A sample TestResourceManager can be found in the doc/ folder.

See pydoc testresources.TestResourceManager for details.

testresources.GenericResource

Glue to adapt testresources to an existing resource-like class.

testresources.FixtureResource

Glue to adapt testresources to the simpler fixtures.Fixture API. Long term testresources is likely to consolidate on that simpler API as the recommended method of writing resources.

testresources.OptimisingTestSuite

This TestSuite will introspect all the test cases it holds directly and if they declare needed resources, will run the tests in an order that attempts to minimise the number of setup and tear downs required. It attempts to achieve this by calling getResource() and finishedWith() around the sequence of tests that use a specific resource.

Tests are added to an OptimisingTestSuite as normal. Any standard library TestSuite objects will be flattened, while any custom TestSuite subclasses will be distributed across their member tests. This means that any custom logic in test suites should be preserved, at the price of some level of optimisation.

Because the test suite does the optimisation, you can control the amount of optimising that takes place by adding more or fewer tests to a single OptimisingTestSuite. You could add everything to a single OptimisingTestSuite, getting global optimisation or you could use several smaller OptimisingTestSuites.

testresources.TestLoader

This is a trivial TestLoader that creates OptimisingTestSuites by default.

unittest.TestResult

testresources will log activity about resource creation and destruction to the result object tests are run with. 6 extension methods are looked for: startCleanResource, stopCleanResource, startMakeResource, stopMakeResource, startResetResource and finally stopResetResource. testresources.tests.ResultWithResourceExtensions is an example of a TestResult with these methods present.

Controlling Resource Reuse

When or how do I mark the resource dirtied?
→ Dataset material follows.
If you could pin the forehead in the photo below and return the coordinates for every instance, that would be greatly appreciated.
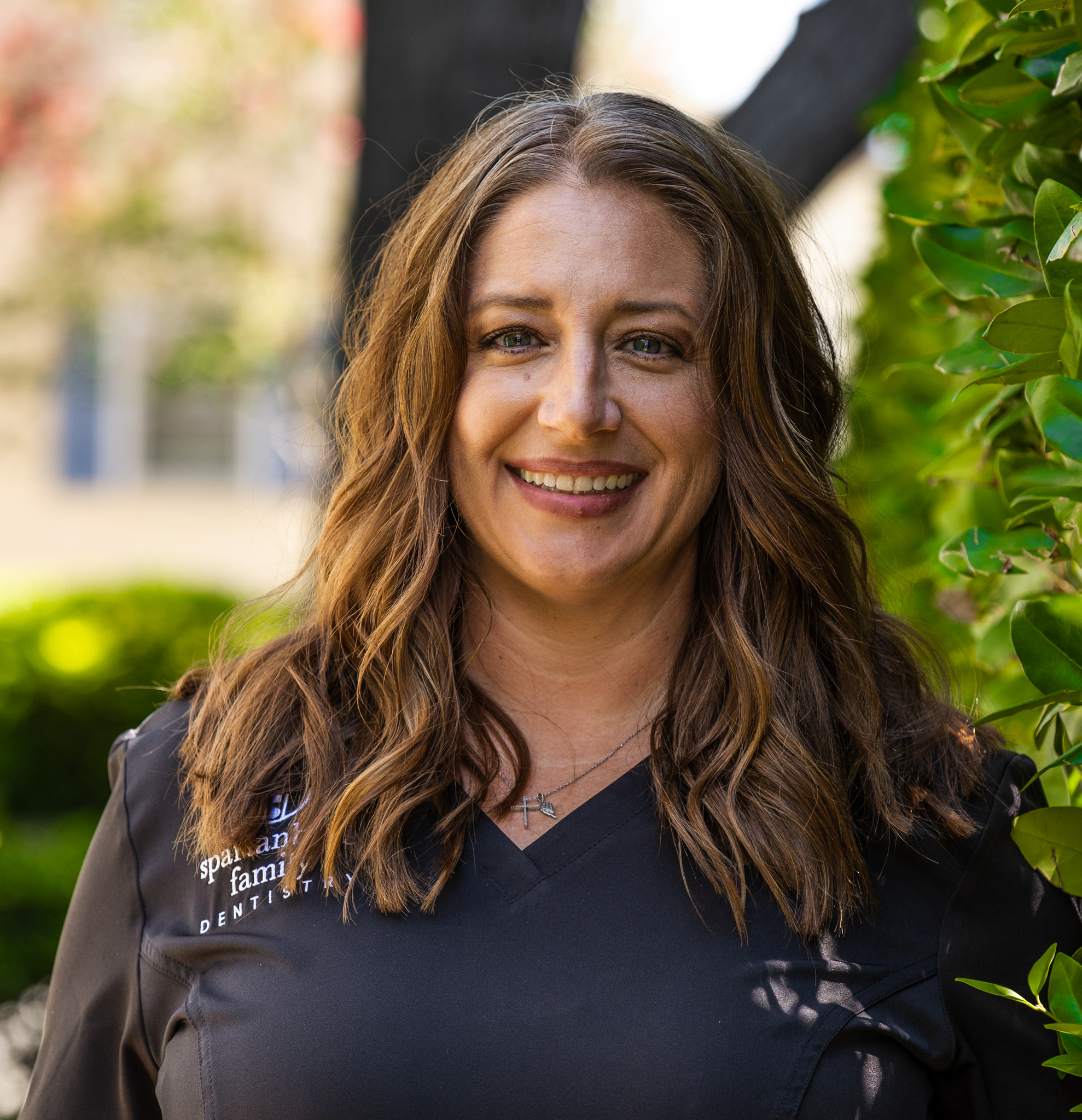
(569, 239)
The simplest approach is to have TestResourceManager.make call self.dirtied: the resource is always immediately dirty and will never be reused without first being reset. This is appropriate when the underlying resource is cheap to reset or recreate, or when it's hard to detect whether it's been dirtied or to trap operations that change it.

Alternatively, override TestResourceManager.isDirty and inspect the resource to see if it is safe to reuse.

Finally, you can arrange for the returned resource to always call back to TestResourceManager.dirtied on the first operation that mutates it.

FAQ

  • Can I dynamically request resources inside a test method?

    Generally, no, you shouldn't do this. The idea is that the resources are declared statically, so that testresources can "smooth" resource usage across several tests.

    But, you may be able to find some object that is statically declared and reusable to act as the resource, which can then provide methods to generate sub-elements of itself during a test.

  • If the resource is held inside the TestResourceManager object, and the TestResourceManager is typically constructed inline in the test case resources attribute, how can they be shared across different test classes?

    Good question.

    I guess you should arrange for a single instance to be held in an appropriate module scope, then referenced by the test classes that want to share it.

Releasing

  1. Add a section to NEWS (after In Development).